The studies of second language acquisition are only 40–45 years which is considered a young field. It examines how second languages are learned and the acquisition of a language beyond the native language and also how learners create a new language system with only limited exposure to a second language. This is then expanded into 3 schools of thoughts which are the main characteristics of language learning which is behaviourism, cognitivisim and constructivism. Behaviourism emerged in 1940s and 1950s and focuses only on the objectively observable aspects of learning. Learning is based on human responses that can be perceived, recorded and measured. It used the scientific approach. In teaching, we need to teach students good habits to learn. There are two typical models which is Classical conditioning (Pavlov’s dog) and Operant conditioning (Skinner’s boxes). Conditioning is a 3-stage procedure which is stimulus, response & reinforcement. Educational approaches of this school includes applied behavior analysis, curriculum based measurement and direct instruction. Notable behaviorists are Ivan Pavlov and B. F. Skinner who is famous for his book, Verbal Behavior.
The second school of thoughts is cognitivism which looks beyond behaviour to explain brain-based learning. It requires significance of meaning, understanding, and knowing. Cognitivists criticises behaviorists for being too dependent on overt behavior to explain learning. They also consider how human memory works to promote learning such as the ability of short term and long term memory. There are two key assumptions which are that the memory system is an active organised processor of information and that prior knowledge plays an important role in learning. Aspects of cognitivism can be found in learning how to learn, social role acquisition, intelligence, learning and memory as related to age. Notable cognitivists are like Noam Chomsky and Stephen Krashen.

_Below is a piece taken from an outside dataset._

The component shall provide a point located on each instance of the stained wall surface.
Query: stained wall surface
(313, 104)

The third school of thoughts is constructivism which is a process in which the learner actively constructs or builds new ideas or concepts based upon current and past knowledge or experience. It is very personal in that it internalised concepts, rules, and general principles may consequently be applied in a practical real-world contexts. Knowledge is constructed when individuals engage socially in talk and activity about shared problems or tasks. It promotes a student's free exploration within a given framework or structure. Teacher acts as a facilitator who encourages students to discover principles for themselves and to construct knowledge by working to solve realistic problems. Aspects of constructivism can be found in self-directed learning, transformational learning, experiential learning, situated cognition, reflective practice and religious practice. Notable constructivists include Jean Piaget, Lev Vygotsky and Immanuel Kant.